I think I've alluded to this once or twice before while commenting here: despite the show being well into syndication by the time I became old enough to consume media, not having cable or being willing to buy the VHS tapes, a couple ropy home-recorded VHSes of Star Trek (mostly TNG, but a few TOS) and these novelizations were my primary access point to the show. While you're right that there are a few particularly painful adaptations, I generally found the books' ability to evoke the imagination outstripped its shortcomings. They're probably what really made me a fan of the show, and helped invest a lot of love into the original series that - by any rational standard - I really shouldn't have.

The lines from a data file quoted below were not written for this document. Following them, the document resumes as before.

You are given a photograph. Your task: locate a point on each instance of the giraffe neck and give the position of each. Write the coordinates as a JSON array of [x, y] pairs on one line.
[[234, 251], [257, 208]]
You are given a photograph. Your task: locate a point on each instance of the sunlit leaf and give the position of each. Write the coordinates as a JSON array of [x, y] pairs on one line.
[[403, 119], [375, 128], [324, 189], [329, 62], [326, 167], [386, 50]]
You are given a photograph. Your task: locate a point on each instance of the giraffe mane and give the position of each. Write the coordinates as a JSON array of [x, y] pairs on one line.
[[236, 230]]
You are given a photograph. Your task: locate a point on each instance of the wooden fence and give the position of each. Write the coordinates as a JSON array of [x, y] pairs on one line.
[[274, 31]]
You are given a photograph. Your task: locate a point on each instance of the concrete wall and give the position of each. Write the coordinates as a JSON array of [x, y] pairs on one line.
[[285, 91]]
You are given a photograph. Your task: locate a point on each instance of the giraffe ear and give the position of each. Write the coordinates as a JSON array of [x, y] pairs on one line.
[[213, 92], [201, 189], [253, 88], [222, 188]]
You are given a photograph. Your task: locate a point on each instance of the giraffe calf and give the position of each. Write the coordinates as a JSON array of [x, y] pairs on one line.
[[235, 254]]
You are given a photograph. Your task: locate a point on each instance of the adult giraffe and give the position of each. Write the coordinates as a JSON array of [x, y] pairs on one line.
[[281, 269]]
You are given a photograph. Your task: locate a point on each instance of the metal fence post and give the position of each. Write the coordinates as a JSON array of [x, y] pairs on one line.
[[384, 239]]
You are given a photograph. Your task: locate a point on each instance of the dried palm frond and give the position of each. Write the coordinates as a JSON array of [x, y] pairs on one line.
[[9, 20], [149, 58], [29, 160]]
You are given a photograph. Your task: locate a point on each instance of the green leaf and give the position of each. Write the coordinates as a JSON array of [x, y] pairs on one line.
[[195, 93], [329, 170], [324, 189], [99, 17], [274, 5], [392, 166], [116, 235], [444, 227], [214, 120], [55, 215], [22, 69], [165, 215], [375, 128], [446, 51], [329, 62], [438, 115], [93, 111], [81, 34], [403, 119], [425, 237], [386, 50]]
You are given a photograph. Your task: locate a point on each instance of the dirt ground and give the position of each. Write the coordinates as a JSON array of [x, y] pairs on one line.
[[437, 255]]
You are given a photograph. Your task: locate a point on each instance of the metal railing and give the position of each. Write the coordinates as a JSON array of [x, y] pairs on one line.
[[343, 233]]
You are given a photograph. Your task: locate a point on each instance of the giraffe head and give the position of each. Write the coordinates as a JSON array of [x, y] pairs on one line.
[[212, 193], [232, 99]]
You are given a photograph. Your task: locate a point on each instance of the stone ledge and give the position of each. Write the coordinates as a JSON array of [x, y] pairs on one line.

ReplyDeleteOf course, at the age of 7 or 8 my love of Sci-Fi was very Golden Age (I still have boxes full of Asimov books somewhere) and this fit that taste well. It was wonderfully optimistic and interesting for me at that time. But, well, I was 7 or 8. It's not a vision that compels me now (outside of nostalgia for my youth, anyways) and I share the mixed feelings you have about it being part of the blueprint for Star Trek's fandom (Luckily, there's some other wonderful stuff in the mix that has more staying power).
If one were to come up with a list of qualities that might comprise a model Golden Age writer, well, Blish ticks pretty much all of the boxes
ReplyDeleteThough again I would point to the ending of Cities in Flight, where the main protagonist becomes a dying god who recreates the universe, as a bit outside the stereotype.
The last volume of Blish's novelizations didn't come out until 1977, by which point the Original Series had been in near-constant syndication for almost a decade...and VCRs were out.
VCRs were out, but most people didn't have them. In fact our family didn't have one until the late 80s or early 90s (I forget which). There were many episodes of Star Trek that I read in Blish's versions long before I got a chance to see the tv version (and ditto for TAS and the Foster adaptations).